The Mindset Shift That Precedes All Others

“Experience is potential, not its opposite” noted Mathilde Thillaye du Boullay, founder of Knowldy. Age discrimination remains quietly authorised in most organisations—acceptable in ways that would be immediately recognised as unacceptable if applied to gender or race. The vocabulary of later careers—decline, exit, transition, retirement—is a vocabulary of endings. It needs to become a vocabulary of ambition, contribution, reinvention and momentum.

Jean-Yves Minet, Global Brand President for Midscale and Economy at Accor, described three shifts his sector is making:

  • a better understanding of what longevity actually means (not longer life, but better daily life);
  • a mindset shift from future planning to present action; and a systems shift that requires brands, businesses, governments and organisations to move together.
  • Accor’s Novotel brand has built a ‘longevity every day’ strategy—organised around eating, sleeping, movement and social connection—that applies to guests and staff alike.

It is an early model of what it looks like when a large organisation treats longevity as an operating principle, not a demographic footnote.

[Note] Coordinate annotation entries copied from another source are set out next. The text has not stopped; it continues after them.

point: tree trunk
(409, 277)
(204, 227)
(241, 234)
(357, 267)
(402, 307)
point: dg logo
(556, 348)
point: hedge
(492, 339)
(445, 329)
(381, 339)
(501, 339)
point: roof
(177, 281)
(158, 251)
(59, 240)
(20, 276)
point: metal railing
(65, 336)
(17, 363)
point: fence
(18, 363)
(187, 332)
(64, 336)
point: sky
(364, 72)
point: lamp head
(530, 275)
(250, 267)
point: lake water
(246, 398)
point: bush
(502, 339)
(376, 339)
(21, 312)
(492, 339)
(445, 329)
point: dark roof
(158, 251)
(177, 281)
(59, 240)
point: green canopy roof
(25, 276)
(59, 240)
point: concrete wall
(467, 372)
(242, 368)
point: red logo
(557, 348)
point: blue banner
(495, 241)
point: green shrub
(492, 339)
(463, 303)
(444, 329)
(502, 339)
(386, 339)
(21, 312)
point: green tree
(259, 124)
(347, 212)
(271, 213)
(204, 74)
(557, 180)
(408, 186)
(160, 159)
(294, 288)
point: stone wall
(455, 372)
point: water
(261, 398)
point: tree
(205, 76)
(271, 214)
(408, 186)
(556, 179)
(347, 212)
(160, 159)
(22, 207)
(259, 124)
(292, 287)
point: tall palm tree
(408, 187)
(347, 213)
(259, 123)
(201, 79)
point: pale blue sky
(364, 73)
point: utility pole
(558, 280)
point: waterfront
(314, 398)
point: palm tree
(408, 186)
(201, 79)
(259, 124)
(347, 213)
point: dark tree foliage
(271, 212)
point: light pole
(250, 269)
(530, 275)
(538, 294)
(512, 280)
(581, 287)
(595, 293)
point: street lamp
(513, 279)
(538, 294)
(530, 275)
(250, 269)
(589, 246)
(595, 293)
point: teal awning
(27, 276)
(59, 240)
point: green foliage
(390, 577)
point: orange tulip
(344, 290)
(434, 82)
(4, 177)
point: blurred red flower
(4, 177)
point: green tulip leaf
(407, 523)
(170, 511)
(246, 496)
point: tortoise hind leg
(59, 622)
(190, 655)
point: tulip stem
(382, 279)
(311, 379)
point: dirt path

What Good Looks Like—and What It Costs to Wait

Sanofi’s Verma offered the most practical summary of the competitive advantage at stake. At Sanofi, pharmaceutical development takes 10 to 15 years. The company needs people who can think in years, not quarters. Mixed-age teams consistently outperform on innovation. The cost of losing institutional knowledge—built over decades of navigating drug development, production and regulatory pathways—does not show up in recruitment budgets. It shows up in delayed innovation.

The panel closed with a question from an OECD colleague that went to the heart of the tension: when organisations face difficulty, older workers are typically the first to go—regardless of whatever inclusion programmes are in place. Arnould’s answer was instructive. Culture cannot be codified in processes. It is carried by experienced people. Once they leave, it leaves with them.

That recognition—that institutional knowledge is not a cost but a competitive asset—is what separates organisations genuinely designing for longevity from those treating it as a communications exercise.

The tool is now available. The benchmarks are live. The evidence has been in for years. What remains is will.